Colloid flow in a horizontal cell subjected to heating from sidewall

Authors

  • Ivan Nikolaevich Cherepanov Perm State University

DOI:

https://doi.org/10.7242/1999-6691/2016.9.2.12

Keywords:

colloid, sedimentation, convection, finite-difference method, solutal convection

Abstract

The influence of sedimentation on the convective flow of colloidal liquids filling a horizontal cell subjected to heating from sidewall is considered. The system of nonlinear equations is solved by the finite-difference method using explicit schemes. Three convective modes differing in the spatial structure and temporal behavior are distinguished. The transition between modes is accompanied by a jump in a dimensionless heat flux. Bifurcation diagrams for convective regimes are given.
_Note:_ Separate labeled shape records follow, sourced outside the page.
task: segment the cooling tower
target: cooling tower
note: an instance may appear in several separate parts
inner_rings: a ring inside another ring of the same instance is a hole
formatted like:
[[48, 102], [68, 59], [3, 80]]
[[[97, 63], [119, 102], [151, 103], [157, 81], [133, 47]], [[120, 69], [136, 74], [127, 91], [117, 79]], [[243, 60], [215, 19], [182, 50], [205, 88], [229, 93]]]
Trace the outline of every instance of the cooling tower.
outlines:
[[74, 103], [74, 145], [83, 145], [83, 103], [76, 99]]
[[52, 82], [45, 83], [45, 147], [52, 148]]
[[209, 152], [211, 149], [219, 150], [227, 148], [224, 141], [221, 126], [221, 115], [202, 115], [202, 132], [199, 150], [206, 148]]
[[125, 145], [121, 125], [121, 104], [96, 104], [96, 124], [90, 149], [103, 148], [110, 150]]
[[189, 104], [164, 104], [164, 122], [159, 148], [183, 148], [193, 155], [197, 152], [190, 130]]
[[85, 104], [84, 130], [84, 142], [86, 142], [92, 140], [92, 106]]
It is shown that at low temperature gradient there is a weak movement of a colloidal suspension, whose intensity is a few orders of magnitude smaller than that of the flow in a homogeneous fluid at equal parameters. In the flow of weak intensity, the concentration is redistributed so that the density gradient becomes substantially vertical, and the heat flux across the layer is absent. The transition from weak to strong current proceeds abruptly. A relationship between the threshold of transition from weak to intensive flow and the Boltzmann number characterizing the degree of gravitational stratification is determined. Another three-roll flow with intermediate intensity occurs as the Rayleigh number decreases. Stream-function and concentration fields are obtained for all the types of flows.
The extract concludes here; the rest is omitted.